Pao Houa Her, Kuv nco koj, rov qab los (I miss you, come back), 2022
two-channel video and audio installation
photo by Eric Mueller, Walker Art Center

“Portraiture in its photographical form may not be present in Her’s Paj qaum ntuj / Flowers of the Sky, but as a theme, it is tacit in every work,” writes Ruby Jeune Tresch for Sixty Inches From Center. Best known for her portraits, Pao Houa Her’s Walker Art Center solo show captures the environs near California’s Mount Shasta, where Hmong immigrants have found prosperity cultivating marijuana. Aside from a two-channel video installation, which features a woman in Minnesota and a man in Laos both singing Hmong folk songs, people are absent. But, as Tresch writes:

Long rubber hoses twist down dirt paths and tangle in skirting bushes, a plastic bag clings to the tip of a slouching branch, sheets of hardware cloth shield bagged plants, a camper van sits nestled in the grasses. Human activity is everywhere in Her’s landscapes. Her images deviate from the inclinations of early American West photographers in suggesting the majesty of the seemingly untouched, and instead offer up a land laden with intervention. Within the landscape, a portrait of a people emerges.

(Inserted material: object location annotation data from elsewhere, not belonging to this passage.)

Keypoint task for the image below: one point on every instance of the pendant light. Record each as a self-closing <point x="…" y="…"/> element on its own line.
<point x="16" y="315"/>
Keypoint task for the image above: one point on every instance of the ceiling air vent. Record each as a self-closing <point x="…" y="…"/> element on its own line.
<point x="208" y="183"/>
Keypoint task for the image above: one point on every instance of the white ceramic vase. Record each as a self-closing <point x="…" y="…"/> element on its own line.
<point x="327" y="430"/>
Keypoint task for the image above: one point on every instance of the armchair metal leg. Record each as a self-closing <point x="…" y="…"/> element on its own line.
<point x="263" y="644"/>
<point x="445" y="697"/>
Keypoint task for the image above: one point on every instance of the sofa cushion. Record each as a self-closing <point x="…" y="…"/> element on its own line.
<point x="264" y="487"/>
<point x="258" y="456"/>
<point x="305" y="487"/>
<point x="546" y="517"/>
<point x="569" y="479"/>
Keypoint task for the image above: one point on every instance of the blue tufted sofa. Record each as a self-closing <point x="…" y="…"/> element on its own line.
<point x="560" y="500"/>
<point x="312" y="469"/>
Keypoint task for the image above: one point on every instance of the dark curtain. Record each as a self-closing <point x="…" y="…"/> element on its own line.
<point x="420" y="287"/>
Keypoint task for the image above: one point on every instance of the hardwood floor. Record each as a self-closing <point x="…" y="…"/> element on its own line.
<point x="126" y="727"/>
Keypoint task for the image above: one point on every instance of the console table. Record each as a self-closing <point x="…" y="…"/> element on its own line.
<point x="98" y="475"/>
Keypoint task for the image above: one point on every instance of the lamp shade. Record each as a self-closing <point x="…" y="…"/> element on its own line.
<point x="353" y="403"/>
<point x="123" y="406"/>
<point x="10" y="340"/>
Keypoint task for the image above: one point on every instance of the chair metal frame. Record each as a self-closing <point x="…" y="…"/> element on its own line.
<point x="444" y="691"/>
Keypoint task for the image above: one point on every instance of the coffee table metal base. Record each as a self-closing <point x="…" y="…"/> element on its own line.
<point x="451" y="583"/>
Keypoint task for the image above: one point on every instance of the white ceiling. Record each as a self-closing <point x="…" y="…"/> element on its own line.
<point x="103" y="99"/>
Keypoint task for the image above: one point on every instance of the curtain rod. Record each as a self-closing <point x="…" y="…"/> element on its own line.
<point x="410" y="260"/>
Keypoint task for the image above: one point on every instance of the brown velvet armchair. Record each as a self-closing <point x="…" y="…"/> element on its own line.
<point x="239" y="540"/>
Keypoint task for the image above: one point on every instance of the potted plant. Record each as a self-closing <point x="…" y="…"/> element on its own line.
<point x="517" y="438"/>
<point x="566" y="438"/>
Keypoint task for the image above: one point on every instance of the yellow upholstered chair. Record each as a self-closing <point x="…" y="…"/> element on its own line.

She positions Her’s photography within the context of famed chroniclers of the American West, like Ansel Adams, Carlton Watkins, Timothy O’Sullivan, while also noting the unique perspective Her brings:

Paj qaum ntuj / Flowers of the Sky provides a contemporary take by offering a window into the lives of a people reestablishing cultural identities and histories via earthly intervention. The Hmong community settled on this land provide the mediation it requires and with that, continue to reestablish the rural lifestyles of their roots. A revisitation to past prosperity in opium agriculture is allowed for and with it, a holistic cultural return. Through still and moving images, Her prods at the boundaries between landscape and portraiture, identity and place, human and earth. She lays out the joining of a past and a present—a place and a people. 

Paj qaum ntuj / Flowers of the Sky closes on January 22, 2023.